Moving on we get to the Cobb County prayer case. The ACLU has their panties in a twist over a prayer being said using the words, "in the name of my Lord and Savior, Jesus Christ." Oh no! A town dares to challenge the ACLU over religion! Savages... Don't they know that rules of PC tolerance forbids the mention of the Judeo/Christian Deity?
Cobb County is fighting the ACLU suit by filing a 50 page brief. In the brief, the County makes a point of fact, "As a matter of historical fact, the exact prayers given in the first Congress explicitly referred to Jesus Christ."
As we have seen in this past year if a historical context can be attached to a religious reference it is permissible. The US Supreme Court ruled in July that a memorial containing the 10 Commandments could remain in front of a court house citing its historical context.
So if it is permissible for the House of Representatives of the United States to refer to the Christian savior in its first session, what right has anyone to tell a local government that they cannot follow that tradition? None.
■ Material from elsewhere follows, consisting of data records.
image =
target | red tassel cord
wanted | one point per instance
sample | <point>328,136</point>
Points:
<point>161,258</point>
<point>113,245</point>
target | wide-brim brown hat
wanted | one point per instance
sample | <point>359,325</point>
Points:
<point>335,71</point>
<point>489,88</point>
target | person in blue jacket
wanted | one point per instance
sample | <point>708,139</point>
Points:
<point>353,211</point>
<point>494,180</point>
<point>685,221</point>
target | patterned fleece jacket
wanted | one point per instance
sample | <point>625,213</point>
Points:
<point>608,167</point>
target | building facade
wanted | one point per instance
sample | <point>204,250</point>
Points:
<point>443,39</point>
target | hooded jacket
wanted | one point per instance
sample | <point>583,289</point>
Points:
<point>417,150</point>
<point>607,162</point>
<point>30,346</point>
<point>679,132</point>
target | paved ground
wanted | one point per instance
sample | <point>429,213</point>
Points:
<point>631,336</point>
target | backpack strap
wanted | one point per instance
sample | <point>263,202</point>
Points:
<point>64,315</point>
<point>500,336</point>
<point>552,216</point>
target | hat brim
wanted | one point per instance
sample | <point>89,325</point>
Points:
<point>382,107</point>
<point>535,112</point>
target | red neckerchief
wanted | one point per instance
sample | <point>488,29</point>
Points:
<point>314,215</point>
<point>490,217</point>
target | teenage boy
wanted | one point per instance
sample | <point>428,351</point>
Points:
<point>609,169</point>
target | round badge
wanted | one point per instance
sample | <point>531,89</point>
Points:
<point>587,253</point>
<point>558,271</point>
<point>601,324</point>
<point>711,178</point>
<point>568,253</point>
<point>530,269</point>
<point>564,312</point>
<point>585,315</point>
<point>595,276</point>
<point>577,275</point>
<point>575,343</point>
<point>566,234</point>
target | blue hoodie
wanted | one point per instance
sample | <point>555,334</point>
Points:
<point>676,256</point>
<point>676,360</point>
It seems to me that these idiots can be pursuing cases where real civil liberties are being violated. Wait, that is over with isn't it. The government of the United States no longer discriminates against anyone regardless of race, creed, national origin, sex, sexual preference, or handicap. So they haven't any real horse in a race. So they remain relevant by prosecuting legal actions against local governments. And in this way, they put forward their founder's vision for America. "Communism is the goal." - Roger Baldwin 1935.